BOY TRAPPED

Where the inside of my mind leaks onto the screen.

Thursday, March 13, 2014

TBT: A Lapse in Tradition

Early on in my initiation as a Fife, it was made known to me that my mother-in-law had always made really cool cakes for Kirk and his siblings, and that this was a tradition Kirk would love to continue with our kids.  He even showed me the old, ragged cake book his mom had kept and from which his siblings borrowed cake ideas.

My first step along the road to birthday insanity was to restore this book.  I scanned and colored its pages and produced it in binder form, complete with page protectors to stave off long-term icing stains.  This step happened before I even had a kid of my own for whom to make a cake.

Then the kids came.  And so did the cakes.  I've made some pretty cool ones (the best came after we discarded the old book and just came up with our own ideas).  An iPod complete with fruit roll-up apps.  Adam's recent pirate ship.  Trains, baseballs, a pretty awesome tiger.  From the first cake, I quickly discovered that I really enjoy it.  Truth be told, that's the only reason I am willing to put HOURS and usually about $30 into each cake.

Prior to March 2013, I custom made 16 birthday cakes (8 for A, 5 for X, and 3 for D).  And then a terrible thing happened.

Technically, that terrible thing was called "Student Teaching," but when I think back on it, I mostly just remember all-nighter after all-nighter after all-nighter.  I also remember always being behind on something.  And in the middle of this sleepless nightmare, Alex turned 6.

We planned the party.  We arranged for it to be at Grandma Tess's house, because there was NO way we would find time to have the party and clean the house.  The date loomed closer and closer, and I finally had to make a decision.  

Kill myself to make a cake.

Or

Take Alex to Reams and let him choose a store bought cake.  (Oh, the horror!)

It was a really hard decision.  Far more difficult than a cake should be.  But in over-dramatic Andrea style, I couldn't fathom a lapse in tradition.  All I could see was an end.  That once I served a cake I didn't make that I would never look back, and the days of mom's cakes would be over.

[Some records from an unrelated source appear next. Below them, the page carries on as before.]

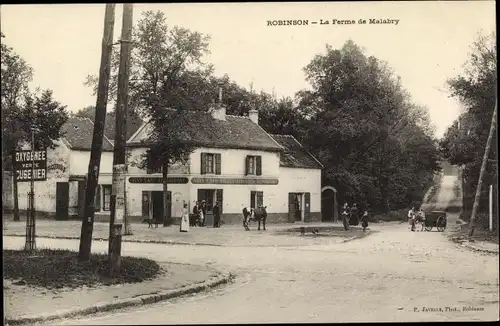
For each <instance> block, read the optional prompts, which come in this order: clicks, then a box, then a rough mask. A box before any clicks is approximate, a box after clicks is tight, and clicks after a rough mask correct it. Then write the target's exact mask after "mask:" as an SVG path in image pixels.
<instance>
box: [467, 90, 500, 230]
mask: <svg viewBox="0 0 500 326" xmlns="http://www.w3.org/2000/svg"><path fill="white" fill-rule="evenodd" d="M497 105H498V99H497V101H495V109H494V111H493V116H492V118H491V126H490V132H489V134H488V139H487V141H486V146H485V149H484V156H483V162H482V164H481V170H480V172H479V180H478V181H477V187H476V196H475V198H474V205H473V206H472V214H471V217H470V222H469V240H471V239H472V236H473V235H474V229H475V228H476V224H475V222H476V221H475V220H476V214H477V211H478V208H479V200H480V196H481V190H482V186H483V177H484V174H485V171H486V164H487V162H488V157H489V153H490V147H491V140H492V138H493V135H494V134H495V127H496V120H497Z"/></svg>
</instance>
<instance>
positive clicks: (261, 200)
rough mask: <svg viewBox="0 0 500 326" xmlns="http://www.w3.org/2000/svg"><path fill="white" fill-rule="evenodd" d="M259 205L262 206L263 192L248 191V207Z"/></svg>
mask: <svg viewBox="0 0 500 326" xmlns="http://www.w3.org/2000/svg"><path fill="white" fill-rule="evenodd" d="M259 206H264V192H262V191H251V192H250V207H251V208H256V207H259Z"/></svg>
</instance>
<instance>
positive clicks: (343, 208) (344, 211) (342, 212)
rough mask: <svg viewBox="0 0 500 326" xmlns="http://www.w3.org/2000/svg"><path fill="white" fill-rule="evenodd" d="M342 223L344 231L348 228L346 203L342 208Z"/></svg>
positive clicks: (348, 214) (347, 207) (348, 220)
mask: <svg viewBox="0 0 500 326" xmlns="http://www.w3.org/2000/svg"><path fill="white" fill-rule="evenodd" d="M342 224H343V225H344V231H348V230H349V206H347V203H345V204H344V207H343V208H342Z"/></svg>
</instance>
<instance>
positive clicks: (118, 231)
mask: <svg viewBox="0 0 500 326" xmlns="http://www.w3.org/2000/svg"><path fill="white" fill-rule="evenodd" d="M132 17H133V4H131V3H125V4H124V5H123V21H122V37H121V40H120V43H121V44H120V68H119V71H118V94H117V101H116V124H115V126H116V128H115V132H116V134H115V144H114V152H113V190H112V192H111V203H112V205H111V207H112V208H113V210H112V211H111V218H110V227H111V229H112V230H111V233H110V235H111V237H110V239H109V241H110V243H109V252H108V256H109V267H110V268H109V271H110V274H111V276H113V275H116V274H118V273H119V272H120V256H121V236H122V225H123V224H124V222H125V232H126V233H127V231H130V230H127V223H126V221H125V182H126V178H125V176H126V173H127V164H126V153H125V151H126V141H127V140H126V130H127V120H126V119H127V110H128V87H129V71H130V54H131V47H132V23H133V22H132Z"/></svg>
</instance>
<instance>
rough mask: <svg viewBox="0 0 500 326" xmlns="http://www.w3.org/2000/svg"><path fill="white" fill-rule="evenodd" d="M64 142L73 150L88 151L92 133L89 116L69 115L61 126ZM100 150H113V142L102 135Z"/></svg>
mask: <svg viewBox="0 0 500 326" xmlns="http://www.w3.org/2000/svg"><path fill="white" fill-rule="evenodd" d="M61 129H62V131H63V132H64V137H63V138H64V140H65V143H66V144H67V145H68V146H69V147H70V148H71V149H74V150H83V151H90V149H91V147H92V135H93V133H94V123H93V122H92V121H91V120H90V119H89V118H82V117H75V116H72V117H69V118H68V121H67V122H66V123H65V124H64V125H63V126H62V128H61ZM102 150H103V151H106V152H111V151H113V144H112V143H111V142H110V141H109V139H108V138H107V137H106V136H104V137H103V140H102Z"/></svg>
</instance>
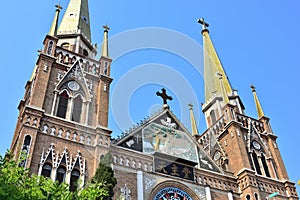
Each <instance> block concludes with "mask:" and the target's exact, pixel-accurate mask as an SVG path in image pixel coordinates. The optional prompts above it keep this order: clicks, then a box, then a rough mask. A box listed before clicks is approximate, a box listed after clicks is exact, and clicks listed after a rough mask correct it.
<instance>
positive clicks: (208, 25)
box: [197, 17, 209, 30]
mask: <svg viewBox="0 0 300 200" xmlns="http://www.w3.org/2000/svg"><path fill="white" fill-rule="evenodd" d="M197 22H198V23H199V24H202V30H206V29H207V27H208V26H209V24H208V23H206V22H205V21H204V18H203V17H202V18H201V19H198V20H197Z"/></svg>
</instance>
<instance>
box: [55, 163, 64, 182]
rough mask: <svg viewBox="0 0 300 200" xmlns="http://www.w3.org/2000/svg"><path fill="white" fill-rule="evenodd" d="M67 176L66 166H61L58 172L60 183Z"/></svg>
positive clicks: (58, 177) (58, 170) (56, 179)
mask: <svg viewBox="0 0 300 200" xmlns="http://www.w3.org/2000/svg"><path fill="white" fill-rule="evenodd" d="M65 178H66V168H65V167H64V166H60V167H59V168H58V169H57V172H56V181H58V183H62V182H64V181H65Z"/></svg>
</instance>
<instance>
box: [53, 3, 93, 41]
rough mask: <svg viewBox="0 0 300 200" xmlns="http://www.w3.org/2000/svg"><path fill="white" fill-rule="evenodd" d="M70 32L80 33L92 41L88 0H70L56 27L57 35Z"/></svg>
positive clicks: (86, 38) (89, 40)
mask: <svg viewBox="0 0 300 200" xmlns="http://www.w3.org/2000/svg"><path fill="white" fill-rule="evenodd" d="M70 34H82V35H83V36H84V37H85V38H86V39H87V40H88V41H89V42H90V43H92V41H91V30H90V17H89V8H88V0H70V2H69V5H68V8H67V10H66V12H65V14H64V16H63V19H62V21H61V24H60V26H59V28H58V35H70Z"/></svg>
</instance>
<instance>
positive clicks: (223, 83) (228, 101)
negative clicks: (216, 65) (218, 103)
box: [217, 72, 229, 104]
mask: <svg viewBox="0 0 300 200" xmlns="http://www.w3.org/2000/svg"><path fill="white" fill-rule="evenodd" d="M217 75H218V76H219V80H220V85H221V89H222V97H223V101H224V103H225V104H228V103H229V98H228V95H227V93H226V90H225V87H224V82H223V74H221V73H220V72H218V73H217Z"/></svg>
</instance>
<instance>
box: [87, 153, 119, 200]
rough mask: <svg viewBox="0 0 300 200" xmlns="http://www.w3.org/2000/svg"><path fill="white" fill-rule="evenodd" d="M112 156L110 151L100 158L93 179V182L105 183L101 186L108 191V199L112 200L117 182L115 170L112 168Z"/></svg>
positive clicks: (113, 195) (92, 178)
mask: <svg viewBox="0 0 300 200" xmlns="http://www.w3.org/2000/svg"><path fill="white" fill-rule="evenodd" d="M111 163H112V157H111V154H110V153H107V154H106V155H104V157H103V158H102V159H101V160H100V163H99V165H98V168H97V170H96V173H95V175H94V177H93V178H92V180H91V183H103V184H104V185H102V186H101V188H103V189H105V190H107V191H108V194H109V196H108V197H107V198H104V199H107V200H111V199H112V197H113V196H114V187H115V185H116V184H117V179H116V178H115V177H114V171H113V170H112V168H111Z"/></svg>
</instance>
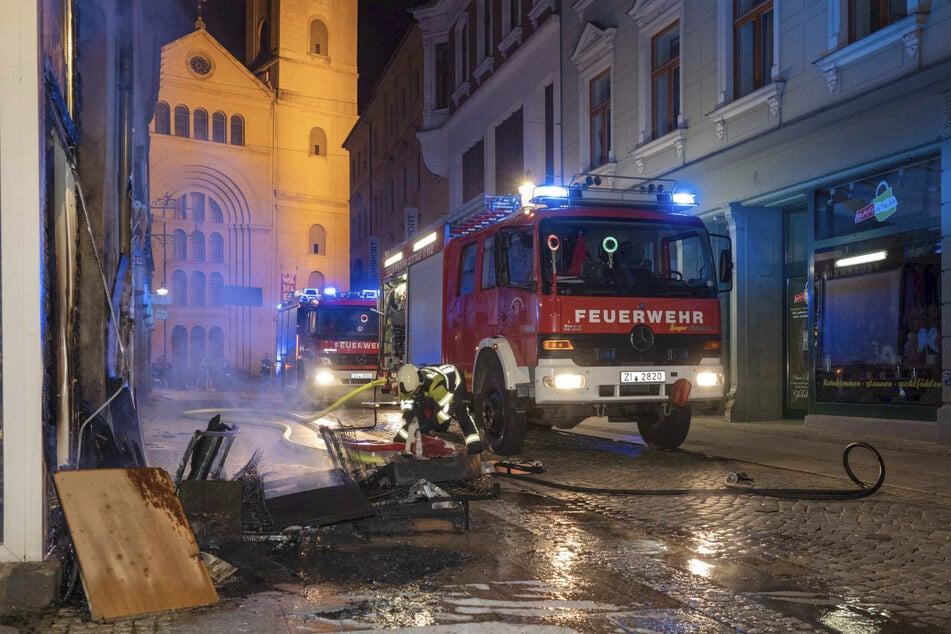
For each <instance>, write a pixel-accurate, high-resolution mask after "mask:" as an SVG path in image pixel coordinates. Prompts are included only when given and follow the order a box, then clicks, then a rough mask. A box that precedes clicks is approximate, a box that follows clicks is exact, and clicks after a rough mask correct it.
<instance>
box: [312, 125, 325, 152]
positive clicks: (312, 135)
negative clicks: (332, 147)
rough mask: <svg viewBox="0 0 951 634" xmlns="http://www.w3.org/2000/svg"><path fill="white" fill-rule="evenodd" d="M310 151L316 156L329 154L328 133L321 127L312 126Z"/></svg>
mask: <svg viewBox="0 0 951 634" xmlns="http://www.w3.org/2000/svg"><path fill="white" fill-rule="evenodd" d="M309 151H310V153H311V154H313V155H314V156H326V155H327V133H326V132H324V131H323V130H322V129H320V128H311V131H310V150H309Z"/></svg>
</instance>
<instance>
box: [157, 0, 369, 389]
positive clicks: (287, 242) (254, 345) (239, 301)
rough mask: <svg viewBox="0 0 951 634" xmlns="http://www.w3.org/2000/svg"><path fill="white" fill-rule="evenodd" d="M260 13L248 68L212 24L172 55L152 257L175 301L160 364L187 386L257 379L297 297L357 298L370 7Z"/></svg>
mask: <svg viewBox="0 0 951 634" xmlns="http://www.w3.org/2000/svg"><path fill="white" fill-rule="evenodd" d="M198 7H199V10H201V7H202V3H201V2H199V4H198ZM246 7H247V13H246V16H245V25H244V31H245V45H246V49H245V51H244V59H236V58H235V56H234V54H233V53H232V52H231V51H230V50H229V49H227V48H226V47H224V46H223V45H222V44H221V43H220V42H219V41H218V40H217V39H216V38H215V37H214V35H213V34H212V33H210V32H209V31H208V29H207V28H206V23H205V20H204V19H203V18H202V17H201V15H199V17H198V20H197V21H196V23H195V29H194V31H192V32H191V33H189V34H187V35H185V36H183V37H181V38H179V39H177V40H175V41H173V42H169V43H168V44H166V45H165V46H164V47H163V49H162V66H161V69H162V70H161V76H160V87H159V99H158V103H157V105H156V109H155V116H154V118H153V121H152V125H151V146H150V166H149V181H150V185H149V187H150V190H151V191H152V193H153V201H152V205H151V212H152V213H151V215H152V222H151V224H150V227H151V234H150V238H149V242H150V246H151V259H152V261H153V269H152V270H153V273H152V279H151V284H150V287H151V288H153V289H155V290H158V289H159V288H162V290H163V291H164V292H165V293H167V294H165V295H162V294H161V293H156V295H161V296H162V297H163V298H164V299H162V300H161V301H162V302H163V303H162V304H160V305H158V306H156V307H155V310H154V313H155V330H154V331H153V333H152V338H151V358H152V360H153V362H156V364H157V366H158V367H160V368H164V367H165V365H166V364H171V366H172V367H173V368H175V372H176V377H175V379H176V380H177V381H178V383H179V384H180V385H192V384H194V383H195V377H201V376H205V375H206V374H207V371H206V368H208V367H217V366H218V365H226V364H231V365H232V366H233V367H234V368H236V369H237V370H239V371H243V372H249V373H254V372H256V371H257V364H258V361H259V360H260V359H261V358H262V356H263V355H266V354H267V355H271V356H273V354H274V342H275V331H274V330H275V325H274V317H275V307H276V305H277V304H278V303H280V302H281V301H282V300H283V299H284V298H285V296H286V295H287V294H288V293H289V292H293V291H294V290H297V289H301V288H317V289H319V290H320V291H321V292H323V291H325V290H326V289H327V288H329V287H334V288H336V289H337V290H340V291H346V290H350V289H349V288H348V286H349V278H350V265H349V260H350V253H349V249H350V213H349V196H350V159H349V155H348V153H347V151H346V150H345V149H344V148H343V142H344V140H345V139H346V137H347V135H348V134H349V133H350V130H351V129H352V128H353V126H354V124H355V122H356V120H357V0H247V5H246ZM210 10H211V7H210V6H206V7H205V9H204V12H205V14H206V16H205V17H206V18H210V17H211V15H209V12H210ZM216 17H220V16H216ZM203 373H204V374H203ZM170 383H172V382H171V381H170Z"/></svg>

I probably put way too much meaning into these things.  But as a working mom, I tend to cling to the few mom things that I know I hit out of the park.  I may delay family dinner a few times a week.  I may have missed half the baseball season last year because of school.  I may... well, let's just say I'm substandard in a lot of areas.  But I make awesome cakes.  What kind of mom would I be if I gave up on that?

Well, I gave up.  And it was the right choice.  Alex loved his Reams Angry Birds cake.  I didn't die trying to provide something that was probably only important to me.  And though the less-awesome-cake-tradition did continue through D's October (remember, Jekyll & Hyde / new full time work / Dickens Festival) birthday, I proved with Adam's pirate ship that it was only a lapse.  Mom is back!